Porsche Sales In China Jump Nearly 50% In 2010

Company Sold 11,724 Vehicles In China During Fiscal Year 2009-2010, 83% Of Which Were Cayenne SUVs

The Cayenne S, specially outfitted for the China market, recently debuted at the Shanghai World Expo (Image courtesy Porsche)

The Cayenne S, specially outfitted for the China market, recently debuted at the Shanghai World Expo (Image courtesy Porsche)

This July, Jing Daily reported on the surging sales of Porsche’s Cayenne SUV in China, which this year became the largest single Cayenne market in the world. As we noted at that time, the Chinese market has been very good to Porsche over the past several years, and the company has returned the favor over the last year and a half, debuting its Panamera Turbo at the Shanghai Auto Show, making inroads in second- and third-tier cities, launching a China-only version of the Cayenne at the Shanghai World Expo, and announcing that the company plans to build its 10th plant in China to double production capacity within four years.

This week, figures released by Porsche indicate why the company continues to plow into the China market. Although full stats for the year won’t be released for another few weeks, Porsche announced that it sold 81,850 automobiles worldwide in the fiscal year 2009-2010 (a year-over-year increase of 8.8%), including 20,615 of its four-door Panamera. A good year, particularly in the aftermath of the global financial crisis that has dented Porsche sales in traditional markets like North America. But the figure that really stands out, even though it’s no surprise for anyone who’s kept a close eye on the market this year, is that Porsche sold 11,724 vehicles in China alone this year, a rise of nearly 50% over last year.
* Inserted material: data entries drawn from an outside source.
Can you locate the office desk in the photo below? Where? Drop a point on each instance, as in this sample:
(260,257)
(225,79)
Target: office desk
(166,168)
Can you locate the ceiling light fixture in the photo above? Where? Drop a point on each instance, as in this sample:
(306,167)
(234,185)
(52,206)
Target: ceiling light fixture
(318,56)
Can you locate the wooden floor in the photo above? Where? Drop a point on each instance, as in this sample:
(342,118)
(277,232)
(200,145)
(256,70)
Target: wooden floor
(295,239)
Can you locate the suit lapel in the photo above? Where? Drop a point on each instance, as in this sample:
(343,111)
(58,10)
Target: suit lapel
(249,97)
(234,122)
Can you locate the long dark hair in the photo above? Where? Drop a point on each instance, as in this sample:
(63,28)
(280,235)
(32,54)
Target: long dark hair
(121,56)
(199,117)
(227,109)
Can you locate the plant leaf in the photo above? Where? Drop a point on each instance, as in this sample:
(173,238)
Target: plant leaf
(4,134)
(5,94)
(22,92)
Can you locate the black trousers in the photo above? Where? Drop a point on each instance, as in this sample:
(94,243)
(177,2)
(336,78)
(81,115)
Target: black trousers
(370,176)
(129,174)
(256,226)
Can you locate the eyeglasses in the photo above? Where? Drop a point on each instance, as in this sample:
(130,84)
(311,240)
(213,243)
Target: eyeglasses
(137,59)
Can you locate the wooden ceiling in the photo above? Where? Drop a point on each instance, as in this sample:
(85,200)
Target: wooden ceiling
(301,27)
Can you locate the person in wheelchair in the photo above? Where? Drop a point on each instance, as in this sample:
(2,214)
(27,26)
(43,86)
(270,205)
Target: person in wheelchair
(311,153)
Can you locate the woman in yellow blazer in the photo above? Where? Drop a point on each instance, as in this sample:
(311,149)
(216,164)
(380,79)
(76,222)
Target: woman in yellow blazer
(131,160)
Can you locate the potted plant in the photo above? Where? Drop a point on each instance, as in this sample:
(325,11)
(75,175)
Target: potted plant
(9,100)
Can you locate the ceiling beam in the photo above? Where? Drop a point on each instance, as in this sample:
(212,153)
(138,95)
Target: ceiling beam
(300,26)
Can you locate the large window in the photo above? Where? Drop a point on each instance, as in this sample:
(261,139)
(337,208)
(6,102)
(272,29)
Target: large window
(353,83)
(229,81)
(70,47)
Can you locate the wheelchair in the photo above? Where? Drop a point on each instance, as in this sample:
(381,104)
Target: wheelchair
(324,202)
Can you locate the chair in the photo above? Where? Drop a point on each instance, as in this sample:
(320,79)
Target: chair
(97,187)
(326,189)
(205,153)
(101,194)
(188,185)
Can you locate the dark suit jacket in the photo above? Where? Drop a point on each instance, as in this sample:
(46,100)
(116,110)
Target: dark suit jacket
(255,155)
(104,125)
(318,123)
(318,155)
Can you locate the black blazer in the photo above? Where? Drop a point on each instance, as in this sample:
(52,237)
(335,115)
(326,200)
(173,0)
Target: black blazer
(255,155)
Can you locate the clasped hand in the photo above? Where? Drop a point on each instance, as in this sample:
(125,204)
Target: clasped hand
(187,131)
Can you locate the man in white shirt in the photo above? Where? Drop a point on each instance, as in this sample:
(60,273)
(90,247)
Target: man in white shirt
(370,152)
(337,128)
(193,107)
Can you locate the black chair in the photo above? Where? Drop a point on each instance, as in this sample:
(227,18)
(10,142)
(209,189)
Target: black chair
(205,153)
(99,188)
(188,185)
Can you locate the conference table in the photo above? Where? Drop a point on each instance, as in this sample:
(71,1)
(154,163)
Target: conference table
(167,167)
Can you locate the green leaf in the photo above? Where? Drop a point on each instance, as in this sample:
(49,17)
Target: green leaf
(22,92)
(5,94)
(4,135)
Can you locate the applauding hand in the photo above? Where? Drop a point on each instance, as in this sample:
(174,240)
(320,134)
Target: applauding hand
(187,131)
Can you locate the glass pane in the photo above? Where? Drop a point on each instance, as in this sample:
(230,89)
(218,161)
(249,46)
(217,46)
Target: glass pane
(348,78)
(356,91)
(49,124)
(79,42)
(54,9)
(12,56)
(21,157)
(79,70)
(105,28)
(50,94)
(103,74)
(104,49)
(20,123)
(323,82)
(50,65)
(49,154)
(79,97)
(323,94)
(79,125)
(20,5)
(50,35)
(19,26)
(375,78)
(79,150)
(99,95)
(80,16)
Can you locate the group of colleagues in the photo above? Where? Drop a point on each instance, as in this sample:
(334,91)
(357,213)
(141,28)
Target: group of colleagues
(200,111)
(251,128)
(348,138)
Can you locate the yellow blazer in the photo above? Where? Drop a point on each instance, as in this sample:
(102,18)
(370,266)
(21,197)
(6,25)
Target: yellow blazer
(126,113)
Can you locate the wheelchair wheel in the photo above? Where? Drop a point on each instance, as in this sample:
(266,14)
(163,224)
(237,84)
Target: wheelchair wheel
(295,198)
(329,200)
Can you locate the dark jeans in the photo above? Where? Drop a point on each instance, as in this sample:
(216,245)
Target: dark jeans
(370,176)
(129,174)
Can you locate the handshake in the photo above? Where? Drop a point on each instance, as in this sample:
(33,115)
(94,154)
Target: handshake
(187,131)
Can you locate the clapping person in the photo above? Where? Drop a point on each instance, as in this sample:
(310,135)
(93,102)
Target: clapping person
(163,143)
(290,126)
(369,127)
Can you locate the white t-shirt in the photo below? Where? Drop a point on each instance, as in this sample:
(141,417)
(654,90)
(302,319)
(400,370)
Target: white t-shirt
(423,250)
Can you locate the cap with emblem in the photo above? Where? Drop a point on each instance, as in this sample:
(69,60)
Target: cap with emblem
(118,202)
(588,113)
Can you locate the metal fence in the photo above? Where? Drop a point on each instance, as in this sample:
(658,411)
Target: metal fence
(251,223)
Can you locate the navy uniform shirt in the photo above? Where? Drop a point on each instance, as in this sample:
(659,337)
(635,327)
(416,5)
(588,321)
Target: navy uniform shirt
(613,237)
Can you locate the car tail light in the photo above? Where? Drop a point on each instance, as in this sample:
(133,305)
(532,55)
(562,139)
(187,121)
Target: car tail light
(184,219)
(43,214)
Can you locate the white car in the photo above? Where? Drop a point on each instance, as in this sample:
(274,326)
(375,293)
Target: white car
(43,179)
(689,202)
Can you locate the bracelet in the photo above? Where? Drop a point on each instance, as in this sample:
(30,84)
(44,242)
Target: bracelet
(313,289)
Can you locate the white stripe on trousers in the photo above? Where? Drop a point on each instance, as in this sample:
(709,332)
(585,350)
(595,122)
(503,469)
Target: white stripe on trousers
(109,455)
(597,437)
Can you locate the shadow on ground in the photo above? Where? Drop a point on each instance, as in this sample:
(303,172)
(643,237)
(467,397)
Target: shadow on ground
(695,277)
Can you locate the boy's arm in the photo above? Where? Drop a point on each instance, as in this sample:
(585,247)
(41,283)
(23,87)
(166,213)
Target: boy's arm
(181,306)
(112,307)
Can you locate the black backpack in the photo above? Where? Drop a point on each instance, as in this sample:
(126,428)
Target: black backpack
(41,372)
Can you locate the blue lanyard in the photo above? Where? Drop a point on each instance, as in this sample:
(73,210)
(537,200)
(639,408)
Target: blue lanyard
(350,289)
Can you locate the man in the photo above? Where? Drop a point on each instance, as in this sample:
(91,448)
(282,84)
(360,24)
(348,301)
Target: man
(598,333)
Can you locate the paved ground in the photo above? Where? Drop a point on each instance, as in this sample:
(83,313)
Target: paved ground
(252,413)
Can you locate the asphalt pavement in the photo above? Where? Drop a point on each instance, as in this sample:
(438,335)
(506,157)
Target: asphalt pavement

The vast majority, 83%, of the company’s China sales over the past year came from the aforementioned Cayenne, but if Porsche is going to hit its goal of selling 16,000 vehicles per year in China by 2012, the company is going to have to push other models like the Panamera and 911 even harder, most likely in inland areas where the nouveau riche is looking for flash (and traffic is not yet at Beijing/Shanghai levels).